В численном отношении Кавказская армия теперь стала сильнее, чем в начале боевых действий, несмотря на то что в Россию были отосланы 50 тыс. солдат для формирования 7-й армии. К лету Кавказская армия имела 130 тыс. человек пехоты и 35 тыс. конников. Около 100 тыс. бойцов было взято из резервистов. Благодаря им удалось восполнить потери и сформировать новые части. Еще 160 тыс. оставалось для покрытия будущих потерь и обеспечения личным составом служб тыловых и внутренней безопасности.

Юденич, как и другие командующие, уделял огромное внимание снабжению войск всем необходимым: продуктами питания, обмундированием и топливом.

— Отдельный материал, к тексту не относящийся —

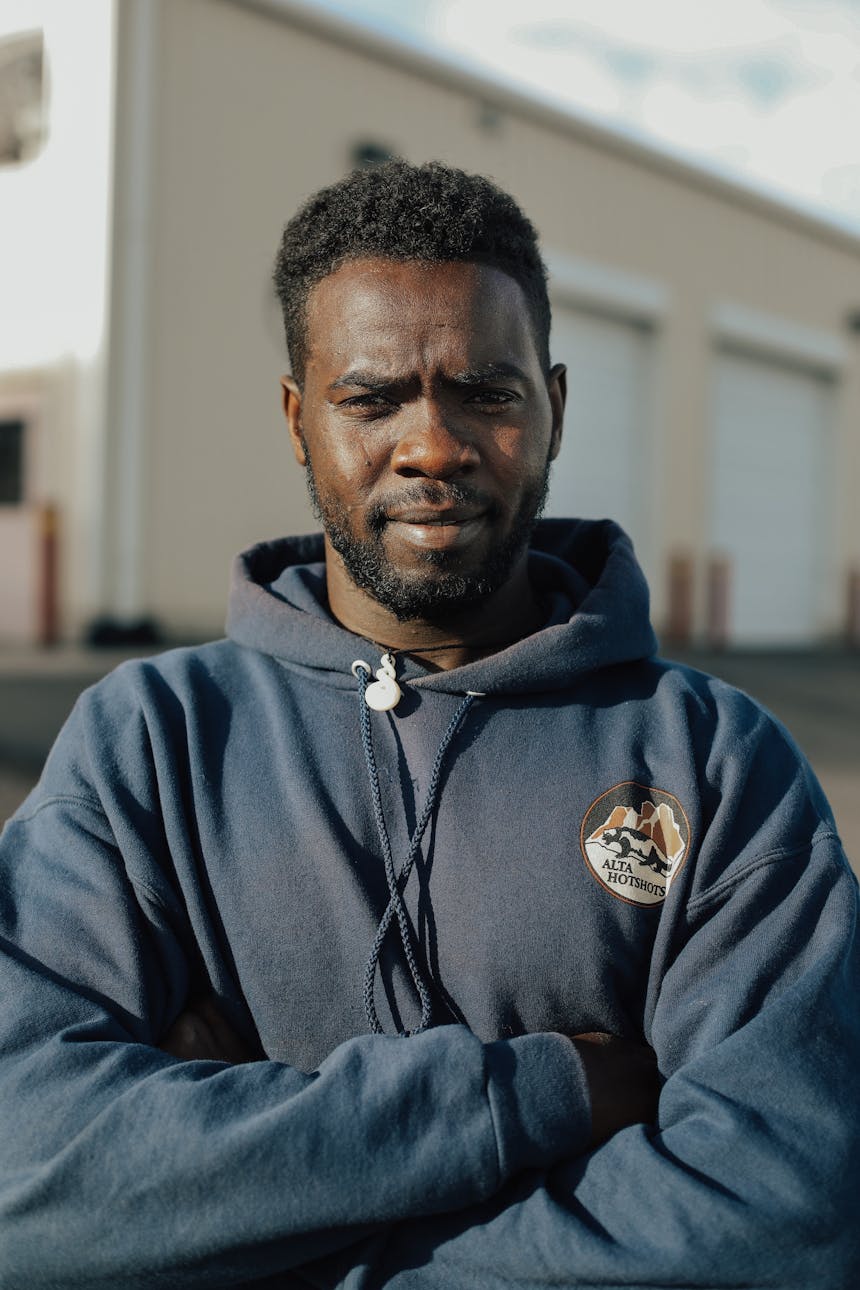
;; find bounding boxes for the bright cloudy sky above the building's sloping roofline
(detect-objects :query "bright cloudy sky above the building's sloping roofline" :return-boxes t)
[306,0,860,233]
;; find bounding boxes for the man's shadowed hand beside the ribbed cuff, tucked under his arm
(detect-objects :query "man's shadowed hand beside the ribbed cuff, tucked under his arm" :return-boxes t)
[572,1031,660,1147]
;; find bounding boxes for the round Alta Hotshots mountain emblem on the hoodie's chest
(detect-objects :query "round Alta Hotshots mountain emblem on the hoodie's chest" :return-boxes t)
[579,780,690,906]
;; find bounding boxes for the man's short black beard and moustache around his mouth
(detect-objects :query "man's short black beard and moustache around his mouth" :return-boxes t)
[304,444,551,622]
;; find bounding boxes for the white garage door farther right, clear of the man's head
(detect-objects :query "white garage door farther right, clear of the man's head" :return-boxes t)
[712,353,830,645]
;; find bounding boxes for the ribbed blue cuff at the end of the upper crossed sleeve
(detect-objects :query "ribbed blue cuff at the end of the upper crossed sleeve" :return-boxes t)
[485,1033,592,1182]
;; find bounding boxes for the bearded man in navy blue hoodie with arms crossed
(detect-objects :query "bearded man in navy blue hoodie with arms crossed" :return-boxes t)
[0,163,860,1290]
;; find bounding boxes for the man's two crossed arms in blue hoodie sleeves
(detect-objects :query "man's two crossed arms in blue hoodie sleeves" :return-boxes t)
[0,743,860,1290]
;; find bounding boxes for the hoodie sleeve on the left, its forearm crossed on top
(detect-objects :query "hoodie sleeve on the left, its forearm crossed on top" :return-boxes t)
[0,710,588,1290]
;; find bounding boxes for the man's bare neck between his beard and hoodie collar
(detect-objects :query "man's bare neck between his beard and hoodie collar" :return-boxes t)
[326,552,543,671]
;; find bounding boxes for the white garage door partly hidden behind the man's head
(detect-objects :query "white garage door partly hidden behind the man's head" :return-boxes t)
[545,303,651,559]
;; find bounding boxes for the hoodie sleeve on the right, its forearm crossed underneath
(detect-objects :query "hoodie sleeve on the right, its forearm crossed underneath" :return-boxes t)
[316,828,860,1290]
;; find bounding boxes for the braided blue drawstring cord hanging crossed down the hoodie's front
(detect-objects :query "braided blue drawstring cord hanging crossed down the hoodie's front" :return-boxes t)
[353,663,476,1037]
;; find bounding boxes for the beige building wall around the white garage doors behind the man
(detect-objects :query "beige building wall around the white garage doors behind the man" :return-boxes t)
[106,0,860,635]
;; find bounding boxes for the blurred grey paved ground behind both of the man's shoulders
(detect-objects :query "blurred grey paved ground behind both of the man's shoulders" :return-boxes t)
[0,649,860,873]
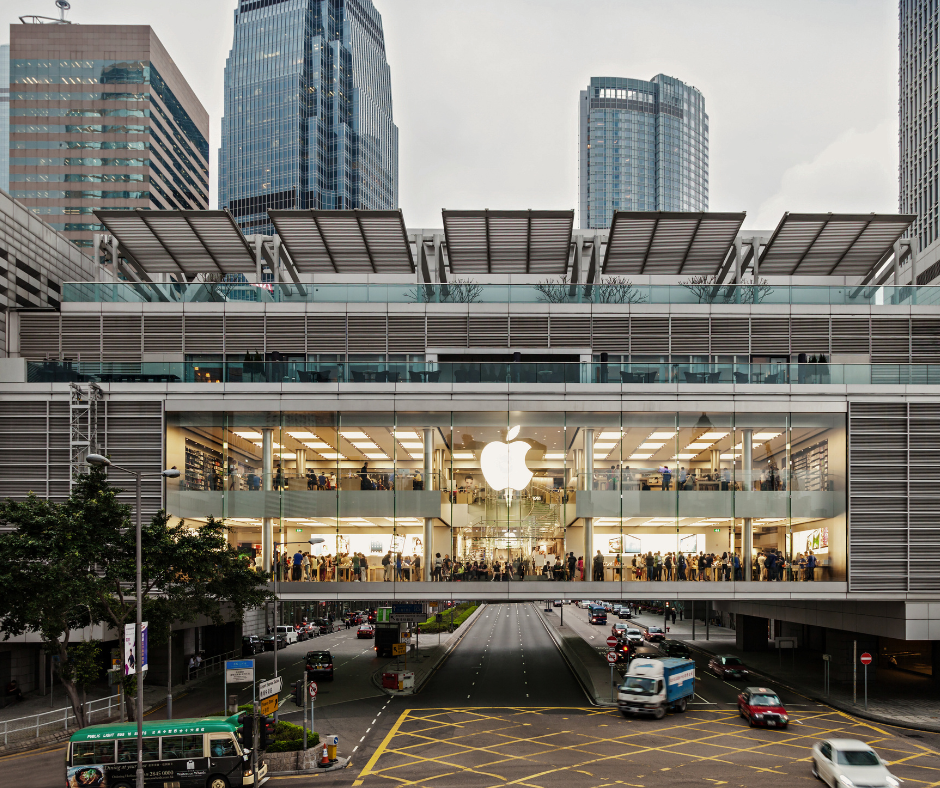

Последние два пункта являлись особенно важными в сложных климатических условиях Кавказа – и были значительно улучшены. Кроме того, отремонтировали дороги, значительно расширили сеть полевых телефонов и телеграфных аппаратов. В больших количествах были собраны лошади, мулы и буйволы для использования в качестве транспорта. Для этого использовались даже верблюды[120].

От Карса до Мерденика проложили узкоколейную железную дорогу – «дековиль» – для обеспечения поставок снаряжения и продовольствия в район Ольты, а другая такая же ветка проходила вдоль главной железной дороги от станции Сарыкамыш до Караургана. Позже, когда на участке Северной дороги, шедшей в Архангельск, была произведена замена узкой колеи на нормальную, ее старые рельсы и локомотивы использовали для новой узкоколейки, соединившей станцию Шахтахтия на дороге Ереван – Джульфа с долиной Алашкерт.

Юденич и его штаб приложили много усилий, чтобы сделать Кавказскую армию мобильной, насколько это позволяли условия: «железнодорожная армия», базировавшаяся в новых индустриальных районах Закавказья, уже стояла на рубежах, которые окружали дальние крепости Анатолии. Юденич наилучшим образом использовал несколько месяцев передышки, которую подарили русской армии победа при Сарыкамыше и британская атака на берега Галлиполи. Общая обстановка сложилась так, что благоприятные условия для наступления русских могли появиться не раньше осени. Но уже поздней весной Кавказская армия была достаточно сильной, чтобы проводить ограниченные операции с целью выравнивания своей линии фронта и подготовки полномасштабного наступления.